Analiz

Rusya’nın Ortadoğu Politikası

Sovyetler Birliği’nin yıkılmasından sonra mirasçısı Rusya Federasyonu kendisini bambaşka bir ortamda bulmuştur. Rusya’nın güney sınırlarında altısı Müslüman olmak üzere birçok yeni devlet ortaya çıkmıştır. Bölgede Komünistlerin yıllarca bastırdığı İslamiyet yeniden canlanmaya başlamıştır. Başta İran olmak üzere Ortadoğu’daki radikal İslamcıların bu bölgeye akın edeceğinden korkan Moskova, Ortadoğu politikasında İran’a öncelik tanımıştır.
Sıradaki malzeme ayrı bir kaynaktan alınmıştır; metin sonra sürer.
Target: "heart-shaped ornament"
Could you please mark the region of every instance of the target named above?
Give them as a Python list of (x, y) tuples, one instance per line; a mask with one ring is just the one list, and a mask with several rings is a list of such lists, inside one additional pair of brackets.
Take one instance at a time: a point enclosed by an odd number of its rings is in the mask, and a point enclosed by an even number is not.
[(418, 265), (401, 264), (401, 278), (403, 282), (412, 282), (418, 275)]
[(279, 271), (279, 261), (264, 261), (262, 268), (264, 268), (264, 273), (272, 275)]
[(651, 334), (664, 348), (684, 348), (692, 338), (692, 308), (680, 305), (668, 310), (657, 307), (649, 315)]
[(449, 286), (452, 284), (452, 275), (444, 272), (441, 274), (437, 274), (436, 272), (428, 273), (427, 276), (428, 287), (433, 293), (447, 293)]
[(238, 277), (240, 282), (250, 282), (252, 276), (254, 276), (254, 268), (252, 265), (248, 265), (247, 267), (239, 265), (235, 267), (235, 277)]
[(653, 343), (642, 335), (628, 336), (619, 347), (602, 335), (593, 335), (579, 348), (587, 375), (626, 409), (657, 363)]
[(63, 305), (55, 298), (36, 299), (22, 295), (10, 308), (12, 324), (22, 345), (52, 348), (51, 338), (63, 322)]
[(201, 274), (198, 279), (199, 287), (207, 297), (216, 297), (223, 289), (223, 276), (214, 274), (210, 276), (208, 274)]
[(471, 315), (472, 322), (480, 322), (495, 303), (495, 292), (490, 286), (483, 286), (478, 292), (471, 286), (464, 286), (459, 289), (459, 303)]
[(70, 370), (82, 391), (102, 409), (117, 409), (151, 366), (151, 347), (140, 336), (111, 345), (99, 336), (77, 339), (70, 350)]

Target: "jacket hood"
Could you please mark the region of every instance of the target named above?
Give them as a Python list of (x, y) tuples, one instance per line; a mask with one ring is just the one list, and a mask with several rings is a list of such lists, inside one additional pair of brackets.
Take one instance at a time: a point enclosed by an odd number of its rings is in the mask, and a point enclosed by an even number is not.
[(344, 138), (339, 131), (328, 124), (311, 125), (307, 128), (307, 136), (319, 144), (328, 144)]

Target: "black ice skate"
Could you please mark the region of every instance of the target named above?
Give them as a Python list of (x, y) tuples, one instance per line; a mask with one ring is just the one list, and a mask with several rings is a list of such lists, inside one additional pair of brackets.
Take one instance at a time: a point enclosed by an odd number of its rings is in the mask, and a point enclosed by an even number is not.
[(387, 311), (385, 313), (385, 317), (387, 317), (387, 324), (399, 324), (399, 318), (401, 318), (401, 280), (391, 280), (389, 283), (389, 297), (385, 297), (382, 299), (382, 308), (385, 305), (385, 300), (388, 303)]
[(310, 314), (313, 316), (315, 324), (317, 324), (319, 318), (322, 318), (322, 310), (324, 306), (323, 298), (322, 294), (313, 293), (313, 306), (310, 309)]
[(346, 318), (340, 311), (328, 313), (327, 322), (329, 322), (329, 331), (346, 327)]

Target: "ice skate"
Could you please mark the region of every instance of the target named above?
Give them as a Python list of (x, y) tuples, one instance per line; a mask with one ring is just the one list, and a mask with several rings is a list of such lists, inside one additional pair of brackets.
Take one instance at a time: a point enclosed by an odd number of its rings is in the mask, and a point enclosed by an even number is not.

Ticari ilişkiler, Çeçenistan meselesi, Tacikistan’daki iç savaş, Hazar Havzası’ndaki enerji kaynakları için Rusya ile ABD arasında verilen mücadelede İran’ın rolü gibi etkenler, İran’ı Moskova açısından değerli kılmıştır.
 
Sovyet sonrasında Rusya’nın Ortadoğu’da yakından ilgilendiği bir başka önemli mesele ise Arap-İsrail sorunu olmuştur. SSCB döneminde İsrail karşıtı bir Arap Birliği’nin kurulmasını destekleyen ve bu ülkeyle ilişkilerini sınırlı tutan Moskova’nın, bugün için bölgedeki en önemli ticari ortağı İsrail’dir. SSCB zamanında göç etmesine izin verilmeyen Rusça konuşan Yahudiler, SSCB’nin yıkılışından sonra İsrail’e göç etmişlerdir. İsrail’in Çeçenistan Savaşı sırasında Rusya’yı desteklemesi de Rus-İsrail ilişkilerini olumlu etkilemiştir. Ancak Rusya’nın İran ve Suriye ile nükleer ve askerî alanlarda işbirliği geliştirmesi, zaman zaman Rusya-İsrail münasebetlerinde bir takım sıkıntıların yaşanmasına yol açmaktadır. Diğer taraftan Moskova’nın İsrail dahil tüm ülkelerle irtibat içinde olması, bölgedeki sorunların çözümünde arabulucu rolü üstlenmesini sağlamaktadır.